Friday, January 11, 2008

DIY Electrostatic Loudspeakers / ESLs - Electronics and First Listen

With the panels completed, I move on to assemble the electronics. At this point I am really eager to hook the panels up for a test. The electronics assembly is really simple. This mess of wires below shows that the diaphragm is connected to the EHT supply, the stators are connected to the audio transformer, the EHT supply is connected to the voltage regulator and finally the audio transformer is connected to the amplifier's speaker outputs. This is so simple I complete this in no time at all.I flip the switch... and no sparks. So I go ahead and adjust the bias voltage for the panels. I let the panel charge up for about an hour before I do anything further with them. Here is a picture of the voltage regulator used to adjust the bias. At this stage put some music on and turn up the volume. Well, I hear music coming out through the panels. If only you could hear them. All the superlatives that you have ever heard reviewers and owners sprout about ESLs apply here. These speakers were made for music. It’s an all new listening experience with all my CDs. Instruments sound so real... one thing that struck me was the snare drum from some acoustic pieces. None of my cone speakers, my Fostexs full ranger included can reproduce the sound of a snare drum as accurately as the ESLs. If you have taken notice of the sound of a snare drum you'd know what I mean. From rock to techno, to vocals, to classical... the music is just great. Even my better half who is quite critical of audio equipment (but not fussy) said that they were very "nice".

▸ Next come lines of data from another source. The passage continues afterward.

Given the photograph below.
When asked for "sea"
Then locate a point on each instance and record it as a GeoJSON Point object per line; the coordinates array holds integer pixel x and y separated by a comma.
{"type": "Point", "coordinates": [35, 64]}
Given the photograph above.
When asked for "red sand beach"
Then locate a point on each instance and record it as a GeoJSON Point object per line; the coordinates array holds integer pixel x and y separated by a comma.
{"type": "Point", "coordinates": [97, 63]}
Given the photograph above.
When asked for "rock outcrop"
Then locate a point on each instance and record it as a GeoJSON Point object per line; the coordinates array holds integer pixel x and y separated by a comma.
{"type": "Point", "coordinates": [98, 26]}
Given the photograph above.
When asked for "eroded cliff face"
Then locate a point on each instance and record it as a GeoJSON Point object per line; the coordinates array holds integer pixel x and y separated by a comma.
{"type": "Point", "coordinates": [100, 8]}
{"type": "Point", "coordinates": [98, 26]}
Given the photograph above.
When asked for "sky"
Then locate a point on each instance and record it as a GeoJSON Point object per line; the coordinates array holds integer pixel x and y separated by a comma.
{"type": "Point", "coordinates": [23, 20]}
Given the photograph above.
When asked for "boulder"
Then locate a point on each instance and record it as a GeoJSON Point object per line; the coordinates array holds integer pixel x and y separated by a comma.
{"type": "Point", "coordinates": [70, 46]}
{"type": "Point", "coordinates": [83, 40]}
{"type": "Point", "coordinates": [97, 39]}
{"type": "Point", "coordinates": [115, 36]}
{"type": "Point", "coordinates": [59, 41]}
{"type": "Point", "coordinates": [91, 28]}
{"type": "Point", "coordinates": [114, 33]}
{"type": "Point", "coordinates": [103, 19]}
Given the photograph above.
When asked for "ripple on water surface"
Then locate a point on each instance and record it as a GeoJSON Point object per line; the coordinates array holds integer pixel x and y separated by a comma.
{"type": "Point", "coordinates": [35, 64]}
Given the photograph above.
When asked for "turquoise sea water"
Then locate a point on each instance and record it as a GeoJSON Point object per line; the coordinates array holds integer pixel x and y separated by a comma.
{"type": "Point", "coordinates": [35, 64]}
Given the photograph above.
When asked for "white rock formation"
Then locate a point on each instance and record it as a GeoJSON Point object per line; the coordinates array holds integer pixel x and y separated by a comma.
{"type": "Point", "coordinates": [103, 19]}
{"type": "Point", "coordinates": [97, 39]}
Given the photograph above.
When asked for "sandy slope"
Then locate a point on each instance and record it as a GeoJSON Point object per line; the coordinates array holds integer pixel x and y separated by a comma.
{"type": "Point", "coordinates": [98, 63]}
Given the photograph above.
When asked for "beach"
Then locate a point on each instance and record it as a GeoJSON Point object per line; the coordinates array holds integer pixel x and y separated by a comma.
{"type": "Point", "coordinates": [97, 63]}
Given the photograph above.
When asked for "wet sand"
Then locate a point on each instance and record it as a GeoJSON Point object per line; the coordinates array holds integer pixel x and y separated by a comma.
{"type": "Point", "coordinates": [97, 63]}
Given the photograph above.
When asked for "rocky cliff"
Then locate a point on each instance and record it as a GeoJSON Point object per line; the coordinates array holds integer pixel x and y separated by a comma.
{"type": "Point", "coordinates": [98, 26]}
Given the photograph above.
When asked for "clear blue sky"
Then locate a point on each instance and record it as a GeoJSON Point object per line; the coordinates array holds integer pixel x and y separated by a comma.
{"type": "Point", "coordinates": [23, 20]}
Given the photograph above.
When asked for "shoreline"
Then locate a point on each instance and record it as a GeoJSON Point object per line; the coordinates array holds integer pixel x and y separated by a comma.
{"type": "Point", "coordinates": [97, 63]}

Bass is a bit lean, so when I play Bach's Dorian, it just isn't quite right. But then I have yet to hook up my Rythmik Audio Sealed Subwoofer, which should fill up the lowest octave demanded by organ music. I will be going through some frequency sweeps later, once the speakers have had some time to "loosen up". But from what I could tell, it plays from 50 Hz to 20 kHz very convincingly; it then starts dropping from 50 Hz to 30 Hz... to virtually nothing much below 30Hz. At this stage the panels are simply leaning against my wall as I have yet to complete the cabinets. Yet they sing beautifully. Can't imagine how much better they will get when in their proper enclosure and placed properly. Here are the 3 amigoes that make up the left side resting against the wall.Somemore thoughts about bass thru ESLs. I think the ability of the ESL to do bass is really dependent on a host of factors and the most important one is step up transformer. For reasons that I have yet to understand, the number of octaves that a transformer can handle has a practical limit. I read the limit to be 6-7 octaves. One solution is to use a high freq transformer for a treble panel and a low freq transformer for the bass panel. The problem here is working out the crossover and integrating the panels. However I have it on good faith that the ESL's that I have DIYed has a freq response of +or- 6db from 35Hz to 200Hz. However, I do believe the cabinet and placement plays a very important role in achieving this, particularly the use of walls for reinforcement.

The following is a quote from ER Audio about their proprietary 1:90 turn transformer:

"Response is < + or – 2dB, 20Hz to 20 kHz driving a 1.2 nf load. A 0.6 ohm resistor is used in series with the primary to quell a rising response which peaks at 25 kHz (resonance). This resistor may be varied to adjust the response for different panel loads."

At the moment I have yet to experiment with sound absorbers and diffusers. I will have to when I have the ESLs in the cabinets and properly placed.